Koordinationskreis Asyl Darmstadt und Umgebung: Wo wir herkommen

Der „Koordinationskreis Asyl Darmstadt und Umgebung“ ist zur Zeit der Wende 1989 und dem damit verbundenen Anstieg der Flüchtlingszahlen in Deutschland entstanden.

1986 hatte sich gerade „Pro Asyl“ gegründet, als Menschenrechtsorganisationen für den Schutz und die Rechte von asylsuchenden Menschen in Deutschland und Europa. Auf lokaler Ebene entstand ebenfalls ein Interesse an gegenseitiger Information, Vernetzung, gemeinsame Planung von Veranstaltungen. Damals gab es praktisch keine Unterstützung seitens der kommunalen Verwaltungen. Die an Unterstützung von Flüchtlingen Interessierten mußten das Rad selbst erfinden.

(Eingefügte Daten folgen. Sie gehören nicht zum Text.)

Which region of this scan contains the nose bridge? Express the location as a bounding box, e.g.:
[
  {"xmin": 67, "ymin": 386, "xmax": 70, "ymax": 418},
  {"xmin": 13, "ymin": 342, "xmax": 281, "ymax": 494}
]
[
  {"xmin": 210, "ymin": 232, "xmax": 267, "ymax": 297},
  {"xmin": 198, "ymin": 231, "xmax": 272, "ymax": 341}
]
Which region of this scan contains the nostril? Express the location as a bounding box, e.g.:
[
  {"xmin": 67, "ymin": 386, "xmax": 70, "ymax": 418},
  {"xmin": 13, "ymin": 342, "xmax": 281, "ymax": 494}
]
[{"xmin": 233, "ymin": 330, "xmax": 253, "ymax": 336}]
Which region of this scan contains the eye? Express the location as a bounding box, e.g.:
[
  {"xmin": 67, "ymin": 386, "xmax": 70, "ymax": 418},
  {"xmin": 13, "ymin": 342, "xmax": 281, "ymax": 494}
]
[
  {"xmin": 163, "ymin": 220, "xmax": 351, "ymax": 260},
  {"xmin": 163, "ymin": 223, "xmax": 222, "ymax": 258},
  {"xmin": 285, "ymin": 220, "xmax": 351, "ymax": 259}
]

Dazu trafen sich Aktive aus Asylkreisen in der Umgebung Darmstadts, zunächst in der Katholischen Hochschulgemeinde Darmstadt. 1999 siedelte der Koordinationskreis in den Caritasverband Darmstadt um.

Politisch engagierte sich der Kreis damals gegen den sog. Asylkompromiß 1993, mit dem das Grundgesetz geändert und die Asyl-Möglichkeit massiv eingeschränkt wurde. In der Folgezeit gingen die Flüchtlingszahlen massiv zurück, Unterkünfte wurden geschlossen, Asylkreise lösten sich auf. Auch der Koordinationskreis „köchelte“ nur noch auf kleiner Flamme. Im Prinzip wurde er von Hauptamtlichen in der Migrationsarbeit aus verschiedenen Wohlfahrtsverbänden ehrenamtlich am Leben erhalten. Sie hatten die Motivation, ein Bewußtsein für das Menschenrecht Asyl aufrecht zu erhalten und Flüchtlinge zu beraten, soweit sie sich meldeten. Eine offizielle Beratungsstelle bestand durchgehend beim Diakonischen Werk Darmstadt.

KOKAS informierte in dieser Zeit über europäisches Asylrecht, sammelte Material zu Afghanistan, und baute die eigene Netzseite auf. Die jährliche Interkulturelle Woche war eine der Gelegenheiten, mit den Themen in die Öffentlichkeit zu treten.

Die gesetzlichen Restriktionen für Schutzsuchende mit Aufenthaltsgestattung verurteilten die Menschen zum Nichtstun, solange das Verfahren dauerte. Deshalb richtete der Koordinationskreis ab 2008 einen Sprachkurs mit einem ausgebildeten ehrenamtlichen Sprachlehrer ein. Dieser Sprachkurs wurde von Asylsuchenden aus dem Stadtgebiet und dem gesamten Landkreis besucht. Da es viel Nachfrage zum Üben der deutschen Sprache gab, bot der Arbeitskreis ab 2010 auch einen sog. Sprachclub an, der zur Konversation auf deutsch diente.

Dann begannen die Flüchtlingszahlen wieder zu steigen. Es wurden wieder in allen Kommunen Flüchtlings-Unterkünfte errichtet, es gab wieder Bedarf für Unterstützung der Schutzsuchenden. In den Kommunen gründeten sich wieder Asylkreise. Der Koordinationskreis hatte diese Szene im Blick und half tatkräftig bei der Gründung lokaler Unterstützungsgruppen: 2013 in Pfungstadt, 2014 in Messel, 2015 in Roßdorf und Eberstadt, 2016 in Kranichstein.

Mit der Entwicklung eines Unterstützungsnetzes für Flüchtlinge seit Mitte der 2010ner Jahre, sowohl durch die Politik, kommunale Verwaltungen, kirchliche Einrichtungen und die voranschreitende „Verhauptamtlichung“ und damit stärkere Professionalisierung der Arbeit sieht auch der Koordinationskreis Asyl sich wieder stärker in einer Vernetzungs-, Bildungs- und Lobbyrolle für Geflüchtete, als in der Rolle der Trägerschaft von Veranstaltungen direkt für Schutzsuchende.